The paper does not involve formal theoretical proofs or derivations, which is appropriate given its focus on clinical application and experimental demonstration.

实验设计与分析

The experimental design is well-constructed and thoroughly detailed, providing confidence in the validity of the analyses performed. The paper clearly explains the procedure for data collection, annotation, and the subsequent generation of clinical question-answer pairs. The evaluation is comprehensive, with proper consideration given to both visual interpretation and neurocognitive outcome prediction tasks. Each experiment is designed to test specific aspects of the proposed Clinical Graph of Thoughts (CGoT) model, and the results are transparently presented. Overall, the experimental design and analysis section is robust and leaves little room for ambiguity regarding the scientific claims.

补充材料

The supplementary material has been carefully reviewed and does not raise any issues.

与现有文献的关系

The paper makes a significant contribution by providing a benchmark that is closely aligned with real-world clinical applications. By incorporating a dataset sourced from relevant clinical settings and focusing on professional-level medical reasoning, the work fills an important gap in the literature on medical visual question answering. It relates well to prior studies in clinical diagnosis while also expanding the scope by integrating both imaging and clinical data for neurocognitive outcome prediction. The proposed CGoT model builds upon existing concepts in LVLMs and adapts them with domain-specific insights, further positioning the work within the broader scientific discourse. Overall, the paper successfully bridges the gap between academic research and clinical practice.

遗漏的重要参考文献

No

其他优缺点

One potential concern is that the paper mentions the dataset is sourced from Massachusetts General Hospital, which might conflict with the anonymity requirements of a double-blind review process. This detail could inadvertently reveal the institution behind the dataset, thereby compromising the anonymity of the submission. Aside from this, the paper is strong in its methodological design and clinical relevance. The combination of long-term data collection, expert annotations, and integrated clinical reasoning within the model is highly commendable. Addressing the anonymity issue explicitly would help mitigate any ethical or procedural concerns.

其他意见或建议

Figure 3 could be improved as the current design allows for some overlap between images and text, which hampers clarity. A clearer layout that avoids any overlap will improve both readability and the overall presentation of the results. The authors might consider revising the figure with better spacing or annotations to ensure that all visual elements are distinct and easy to interpret. Enhancing the visual quality here would further support the clarity of the paper's contribution. Overall, this is a minor presentation issue that, once fixed, will polish an otherwise well-structured paper.

作者回复

We thank reviewer's constructive feedback; we have addressed your concerns below.

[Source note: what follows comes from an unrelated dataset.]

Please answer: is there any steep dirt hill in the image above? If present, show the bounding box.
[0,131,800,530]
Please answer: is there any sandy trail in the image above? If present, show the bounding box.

Q1. One potential concern is that the paper mentions the dataset is sourced from Massachusetts General Hospital, which might conflict with the anonymity requirements of a double-blind review process. This detail could inadvertently reveal the institution behind the dataset, thereby compromising the anonymity of the submission. Aside from this, the paper is strong in its methodological design and clinical relevance. The combination of long-term data collection, expert annotations, and integrated clinical reasoning within the model is highly commendable. Addressing the anonymity issue explicitly would help mitigate any ethical or procedural concerns.

Thanks for recognizing the value of our dataset and method. We further address the anonymity issue here. While the dataset used in this study originates from Massachusetts General Hospital (MGH) and was collected and shared under appropriate IRB approvals, this does not imply that the research was conducted by or on behalf of MGH, but just provide that we can collect the HIE specific data from one of the best hospitals in the world, with the most professional clinical knowledge of HIE on the world. The use of the MGH dataset was independent of any institutional affiliation and does not reveal the authors' identities.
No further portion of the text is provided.